Consider the following phrase: Statement: All C are J. All J are B. No B is R.…

2025

Consider the following phrase:

Statement: All C are J.

All J are B.

No B is R.

Conclusions:

I. All B are C.

II. Some J are C

Choose the correct option given below:

  1. A.

    only conclusion I is true.

  2. B.

    only conclusion II is true.

  3. C.

    either conclusion I or conclusion II is true

  4. D.

    neither conclusion I nor conclusion II is true

Show answer & explanation

Correct answer: B

Concept: In categorical syllogisms, a universal statement of the form "All X are Y" can be validly converted to "Some Y are X" (since X is treated as a non-empty class), but it never licenses the reverse universal "All Y are X" unless that is stated separately. Containment chains also run in only one direction: if X is inside Y, and Y is inside Z, then X is guaranteed to be inside Z — not the other way round.

Application:

  1. Combine "All C are J" with "All J are B": every member of C lies in J, and every member of J lies in B, so every member of C also lies in B. This chain runs only from C toward B.

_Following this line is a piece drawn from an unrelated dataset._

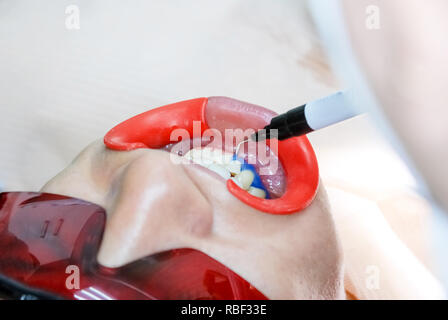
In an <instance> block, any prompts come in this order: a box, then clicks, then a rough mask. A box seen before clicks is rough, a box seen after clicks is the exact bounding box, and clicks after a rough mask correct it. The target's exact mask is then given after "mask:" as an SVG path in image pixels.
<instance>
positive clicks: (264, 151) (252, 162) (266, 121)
mask: <svg viewBox="0 0 448 320" xmlns="http://www.w3.org/2000/svg"><path fill="white" fill-rule="evenodd" d="M242 115H244V116H242ZM274 115H275V113H273V112H272V111H270V110H268V109H265V108H263V107H260V106H256V105H252V104H249V103H246V102H242V101H237V100H234V99H230V98H226V97H211V98H208V103H207V107H206V109H205V117H206V119H207V123H208V125H209V126H210V127H211V129H209V130H208V131H209V132H208V133H207V132H205V133H204V134H203V135H202V136H200V137H192V138H191V139H186V140H182V141H180V142H177V143H171V144H168V145H166V146H165V147H163V150H166V151H169V152H173V153H175V154H176V155H178V156H181V157H183V158H184V159H185V160H188V161H189V162H191V163H194V164H197V165H200V166H202V167H204V168H207V169H209V170H210V171H213V172H214V173H216V174H217V175H219V176H220V177H222V178H223V179H225V180H228V179H231V180H233V181H234V182H235V183H236V184H237V185H238V186H239V187H240V188H242V189H244V190H246V191H247V192H248V193H249V194H251V195H253V196H255V197H258V198H262V199H266V198H267V199H276V198H279V197H281V196H282V195H283V194H284V192H285V173H284V169H283V167H282V165H281V163H280V161H279V159H278V156H277V154H276V153H275V152H274V150H272V149H271V148H270V147H269V146H267V145H266V144H264V143H259V144H255V142H252V141H251V142H248V143H247V144H243V145H242V146H241V147H240V148H238V150H236V147H237V145H238V144H239V143H240V142H241V141H243V139H247V138H248V135H247V134H246V135H245V134H244V133H250V132H254V131H255V130H256V129H261V128H263V127H264V126H265V125H266V124H267V123H269V120H270V119H271V118H272V117H273V116H274ZM251 130H252V131H251ZM236 152H237V153H236Z"/></svg>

  2. Checking the conclusion that all B are C: this would need the chain reversed, i.e. every B contained in C. Nothing in the three statements establishes that direction, so this conclusion does not follow.

  3. Checking the conclusion that some J are C: converting "All C are J" (treating C as non-empty) gives "Some J are C" directly, independent of how B relates to C. This conclusion does follow.

Cross-check: Nesting C inside J inside B on an Euler diagram confirms it — the C region sits fully within J, so J necessarily overlaps C, but B is drawn strictly larger than C, so no rule forces every point of B to lie inside C.

So, of the two conclusions, only the one stating that some J are C holds; the conclusion stating that all B are C does not follow from the statements.